Birçok âkil insan “Ülkenin çivisi çıktı! Bütün bunlar, Sayın Erdoğan’ın, kendisini 3 defa yenen rakibini tasfiye operasyonlarıdır!” diyor.

Ülkede büyük bir çoğunluğun da bu fikirde olduğu anlaşılıyor.

Öyle inanılmaz olaylar yaşıyoruz ki, ister istemez “Bu kadar da olmaz ki!” diyoruz.

Önce “Ahmak” davasından 2 yıl 7 ay hapse mahkûm edildi ve siyasi yasak getirildi.

Yetmedi, 30 yıllık diploma iptal edildi.

Yetmedi, yolsuzluk ve hakaret davaları açıldı.

Yetmedi, terörle iltisakı (ilişkisi, bağlantısı) olduğu suçlamaları yapıldı.

Hani “Pişmiş tavuğun başına gelmemiştir” diye bir deyim var ya... Sanki tam da İmamoğlu için söylenmiş bir söz gibi bu deyim.

★★★

Şimdi yeni bir senaryo gündemde:

“CASUSLUK”

Ekrem İmamoğlu bir suç örgütü kurmuş, seçim kampanyasının direktörü Necati Özkan ve Tele1 televizyonunun Genel Yayın Yönetmeni Merdan Yanardağ’ın da üye olduğu bu örgüt yabancı istihbarat servisleriyle bağlantılıymış... İddia böyle...

Konuyla ilgili en ironik eleştiriyi Ekrem İmamoğlu’nun eşi Dilek İmamoğlu yaparak:

“Roma’yı da Ekrem yakmıştı” dedi ve ekledi:

“Son incelemelere göre Roma’yı (Neron değil) Ekrem İmamoğlu’nun yaktığı iddia ediliyor.
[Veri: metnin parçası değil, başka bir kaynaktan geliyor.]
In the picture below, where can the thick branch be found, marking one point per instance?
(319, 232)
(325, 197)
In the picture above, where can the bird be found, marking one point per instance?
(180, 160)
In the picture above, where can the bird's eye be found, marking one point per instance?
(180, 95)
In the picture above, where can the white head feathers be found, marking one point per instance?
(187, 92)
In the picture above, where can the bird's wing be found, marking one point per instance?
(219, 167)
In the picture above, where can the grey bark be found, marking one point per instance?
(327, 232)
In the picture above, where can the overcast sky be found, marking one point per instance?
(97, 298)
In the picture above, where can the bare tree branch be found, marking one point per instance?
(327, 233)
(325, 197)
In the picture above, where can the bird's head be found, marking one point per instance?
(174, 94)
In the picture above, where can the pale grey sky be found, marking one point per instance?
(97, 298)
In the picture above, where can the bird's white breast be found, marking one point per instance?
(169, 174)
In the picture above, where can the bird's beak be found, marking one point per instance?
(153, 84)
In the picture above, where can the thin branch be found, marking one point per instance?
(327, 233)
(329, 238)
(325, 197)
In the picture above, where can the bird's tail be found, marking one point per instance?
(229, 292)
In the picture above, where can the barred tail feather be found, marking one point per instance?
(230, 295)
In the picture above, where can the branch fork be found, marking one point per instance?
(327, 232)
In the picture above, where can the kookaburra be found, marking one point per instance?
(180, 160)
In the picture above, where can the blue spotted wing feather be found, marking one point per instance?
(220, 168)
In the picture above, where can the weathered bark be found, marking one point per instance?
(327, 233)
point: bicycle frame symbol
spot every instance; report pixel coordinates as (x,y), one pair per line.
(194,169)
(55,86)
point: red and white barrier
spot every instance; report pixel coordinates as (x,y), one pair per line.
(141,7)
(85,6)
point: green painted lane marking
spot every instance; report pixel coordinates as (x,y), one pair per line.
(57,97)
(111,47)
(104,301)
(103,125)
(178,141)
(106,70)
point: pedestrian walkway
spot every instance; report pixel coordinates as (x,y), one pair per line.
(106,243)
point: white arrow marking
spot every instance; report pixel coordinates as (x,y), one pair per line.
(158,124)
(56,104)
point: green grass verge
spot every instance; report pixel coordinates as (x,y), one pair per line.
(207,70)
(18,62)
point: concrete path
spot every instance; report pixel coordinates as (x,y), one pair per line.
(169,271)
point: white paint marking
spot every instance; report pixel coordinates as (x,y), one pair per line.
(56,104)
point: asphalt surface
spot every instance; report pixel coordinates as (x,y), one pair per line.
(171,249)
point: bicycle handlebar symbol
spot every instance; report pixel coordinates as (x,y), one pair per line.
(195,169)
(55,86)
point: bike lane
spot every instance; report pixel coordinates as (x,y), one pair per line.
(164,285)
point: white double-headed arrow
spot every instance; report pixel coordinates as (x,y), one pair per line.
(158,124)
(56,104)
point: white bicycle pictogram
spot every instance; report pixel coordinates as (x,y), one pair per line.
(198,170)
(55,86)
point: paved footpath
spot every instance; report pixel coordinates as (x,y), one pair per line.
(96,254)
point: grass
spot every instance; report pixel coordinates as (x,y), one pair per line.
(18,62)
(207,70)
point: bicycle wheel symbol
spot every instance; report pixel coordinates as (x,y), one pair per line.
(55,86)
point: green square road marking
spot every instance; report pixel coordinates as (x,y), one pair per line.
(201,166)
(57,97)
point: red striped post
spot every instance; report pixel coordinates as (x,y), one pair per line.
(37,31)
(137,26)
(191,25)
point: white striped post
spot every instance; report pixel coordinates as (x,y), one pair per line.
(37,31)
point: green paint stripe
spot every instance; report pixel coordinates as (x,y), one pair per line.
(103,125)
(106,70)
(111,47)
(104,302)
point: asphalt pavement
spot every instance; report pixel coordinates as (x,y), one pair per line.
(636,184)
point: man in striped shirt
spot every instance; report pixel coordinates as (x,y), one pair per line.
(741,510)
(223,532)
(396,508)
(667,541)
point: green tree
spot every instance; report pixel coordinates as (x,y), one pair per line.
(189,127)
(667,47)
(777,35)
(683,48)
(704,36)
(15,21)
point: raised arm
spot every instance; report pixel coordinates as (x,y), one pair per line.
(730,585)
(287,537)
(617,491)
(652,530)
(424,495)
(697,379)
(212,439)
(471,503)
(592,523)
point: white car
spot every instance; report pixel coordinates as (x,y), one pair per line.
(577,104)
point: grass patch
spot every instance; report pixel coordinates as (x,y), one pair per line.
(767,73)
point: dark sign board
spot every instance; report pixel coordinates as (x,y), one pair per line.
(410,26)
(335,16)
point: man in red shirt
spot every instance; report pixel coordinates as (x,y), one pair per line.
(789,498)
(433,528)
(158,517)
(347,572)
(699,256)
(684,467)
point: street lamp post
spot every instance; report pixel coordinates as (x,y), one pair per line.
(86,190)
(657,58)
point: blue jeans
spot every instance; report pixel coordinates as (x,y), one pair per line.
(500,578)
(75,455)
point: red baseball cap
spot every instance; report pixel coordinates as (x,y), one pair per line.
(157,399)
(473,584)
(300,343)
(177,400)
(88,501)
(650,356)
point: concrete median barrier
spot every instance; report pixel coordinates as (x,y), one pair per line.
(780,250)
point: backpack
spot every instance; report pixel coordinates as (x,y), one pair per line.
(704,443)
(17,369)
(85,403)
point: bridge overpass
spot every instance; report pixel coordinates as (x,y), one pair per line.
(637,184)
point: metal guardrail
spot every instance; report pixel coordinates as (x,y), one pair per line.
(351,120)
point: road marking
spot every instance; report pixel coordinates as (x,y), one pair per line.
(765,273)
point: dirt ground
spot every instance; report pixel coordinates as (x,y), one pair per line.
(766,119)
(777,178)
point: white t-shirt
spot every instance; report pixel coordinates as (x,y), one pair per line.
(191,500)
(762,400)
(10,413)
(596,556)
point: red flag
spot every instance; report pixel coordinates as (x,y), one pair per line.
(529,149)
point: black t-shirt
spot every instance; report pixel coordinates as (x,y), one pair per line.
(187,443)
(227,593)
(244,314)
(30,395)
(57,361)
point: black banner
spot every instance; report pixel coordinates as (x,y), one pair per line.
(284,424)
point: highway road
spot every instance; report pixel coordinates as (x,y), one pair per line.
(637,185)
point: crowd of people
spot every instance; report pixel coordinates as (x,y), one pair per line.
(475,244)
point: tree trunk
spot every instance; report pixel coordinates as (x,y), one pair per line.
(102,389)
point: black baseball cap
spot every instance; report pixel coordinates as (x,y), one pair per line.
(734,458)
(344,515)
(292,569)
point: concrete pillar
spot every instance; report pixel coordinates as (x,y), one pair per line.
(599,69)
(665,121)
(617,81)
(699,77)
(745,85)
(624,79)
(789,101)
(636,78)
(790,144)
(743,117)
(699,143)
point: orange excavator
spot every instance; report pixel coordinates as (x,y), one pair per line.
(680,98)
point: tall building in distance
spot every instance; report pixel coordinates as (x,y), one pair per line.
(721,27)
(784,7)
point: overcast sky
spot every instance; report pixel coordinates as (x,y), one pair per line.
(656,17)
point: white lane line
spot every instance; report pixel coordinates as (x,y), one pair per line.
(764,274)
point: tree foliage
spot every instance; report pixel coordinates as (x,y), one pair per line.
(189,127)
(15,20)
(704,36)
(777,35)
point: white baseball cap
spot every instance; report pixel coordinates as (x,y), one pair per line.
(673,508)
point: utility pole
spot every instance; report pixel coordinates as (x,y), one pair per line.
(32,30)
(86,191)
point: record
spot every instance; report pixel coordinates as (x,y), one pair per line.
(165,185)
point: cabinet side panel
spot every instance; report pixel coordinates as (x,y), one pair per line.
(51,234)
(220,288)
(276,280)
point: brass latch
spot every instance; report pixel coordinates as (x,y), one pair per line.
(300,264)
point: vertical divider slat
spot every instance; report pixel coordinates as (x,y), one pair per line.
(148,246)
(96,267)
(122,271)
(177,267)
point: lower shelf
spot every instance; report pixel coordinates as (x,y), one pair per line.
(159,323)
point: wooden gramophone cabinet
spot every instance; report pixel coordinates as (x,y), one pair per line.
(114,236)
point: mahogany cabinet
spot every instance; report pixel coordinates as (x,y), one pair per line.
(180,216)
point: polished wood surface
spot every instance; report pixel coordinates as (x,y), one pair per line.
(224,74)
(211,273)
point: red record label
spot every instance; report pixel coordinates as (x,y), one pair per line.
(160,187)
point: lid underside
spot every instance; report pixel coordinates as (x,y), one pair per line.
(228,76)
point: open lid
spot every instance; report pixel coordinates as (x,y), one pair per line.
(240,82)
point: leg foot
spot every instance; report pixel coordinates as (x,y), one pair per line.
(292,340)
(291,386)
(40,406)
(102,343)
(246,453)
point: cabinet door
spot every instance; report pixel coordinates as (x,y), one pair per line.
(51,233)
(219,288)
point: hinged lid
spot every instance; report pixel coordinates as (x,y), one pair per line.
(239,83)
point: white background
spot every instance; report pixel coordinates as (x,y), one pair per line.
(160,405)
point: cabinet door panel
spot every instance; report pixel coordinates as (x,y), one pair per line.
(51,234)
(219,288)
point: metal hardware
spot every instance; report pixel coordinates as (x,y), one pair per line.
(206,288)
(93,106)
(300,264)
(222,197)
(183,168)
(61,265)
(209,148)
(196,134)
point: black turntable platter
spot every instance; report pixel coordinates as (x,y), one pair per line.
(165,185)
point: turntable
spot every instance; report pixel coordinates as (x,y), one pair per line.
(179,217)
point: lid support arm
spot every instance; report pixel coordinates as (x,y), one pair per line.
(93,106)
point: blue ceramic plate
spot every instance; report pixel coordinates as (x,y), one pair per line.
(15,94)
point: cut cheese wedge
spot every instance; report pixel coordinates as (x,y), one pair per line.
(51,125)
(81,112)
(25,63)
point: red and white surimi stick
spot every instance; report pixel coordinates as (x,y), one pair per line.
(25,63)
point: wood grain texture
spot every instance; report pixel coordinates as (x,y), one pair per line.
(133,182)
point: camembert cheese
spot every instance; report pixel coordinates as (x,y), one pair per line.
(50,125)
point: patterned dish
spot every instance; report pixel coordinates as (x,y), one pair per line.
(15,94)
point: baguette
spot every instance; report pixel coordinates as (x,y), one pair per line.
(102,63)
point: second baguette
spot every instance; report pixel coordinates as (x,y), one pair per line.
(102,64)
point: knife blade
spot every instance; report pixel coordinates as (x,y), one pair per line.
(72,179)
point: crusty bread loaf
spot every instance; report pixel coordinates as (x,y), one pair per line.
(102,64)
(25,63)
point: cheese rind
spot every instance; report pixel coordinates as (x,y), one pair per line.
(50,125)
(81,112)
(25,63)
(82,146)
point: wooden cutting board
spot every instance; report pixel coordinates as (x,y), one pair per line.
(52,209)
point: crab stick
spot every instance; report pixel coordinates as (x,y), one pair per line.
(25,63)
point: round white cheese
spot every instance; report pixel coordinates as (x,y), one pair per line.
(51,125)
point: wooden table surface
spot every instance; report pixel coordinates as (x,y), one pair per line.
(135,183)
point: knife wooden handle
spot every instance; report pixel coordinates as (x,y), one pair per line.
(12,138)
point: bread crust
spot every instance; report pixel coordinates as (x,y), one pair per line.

Her ne kadar o dönemde yaşamamış olsak da, biz yine bu konunun araştırılmasını talep ediyoruz. Yeter ki soruşturmalar yürüsün. Tarih bekleyebilir. Maalesef ki, artık millet olarak trajikomik bir durumun içerisindeyiz.”

★★★

CHP Genel Başkanı Özgür Özel de tepkili... İmamoğlu ve Merdan Yanardağ’ın casusluk yaptıkları iddiasını:

“FETÖ’den aldıkları son mirasla akıllarında kalan ‘Hırsız dedik olmadı, yolsuz dedik olmadı, çaldı dedik millet inanmadı, terör dedik millet ayaklandı. Şimdi ‘Dur bir de casus diyelim bakalım’ dediler. Bu kadar olmaz yani! Ayıp! Buna da tenezzül ettiler. Ekrem İmamoğlu’na casus diyecek adamın bütün Trabzon, bütün İstanbul, bütün millet alnını karışlar!” sözleriyle eleştirdi.

★★★

Yaşanan olayların özeti şudur:

İktidar seçmen tabanında devamlı puan kaybettiğini görüyor, gitmek istemiyor ve rakiplerini yargı yoluyla devre dışı bırakmaya çalışıyor.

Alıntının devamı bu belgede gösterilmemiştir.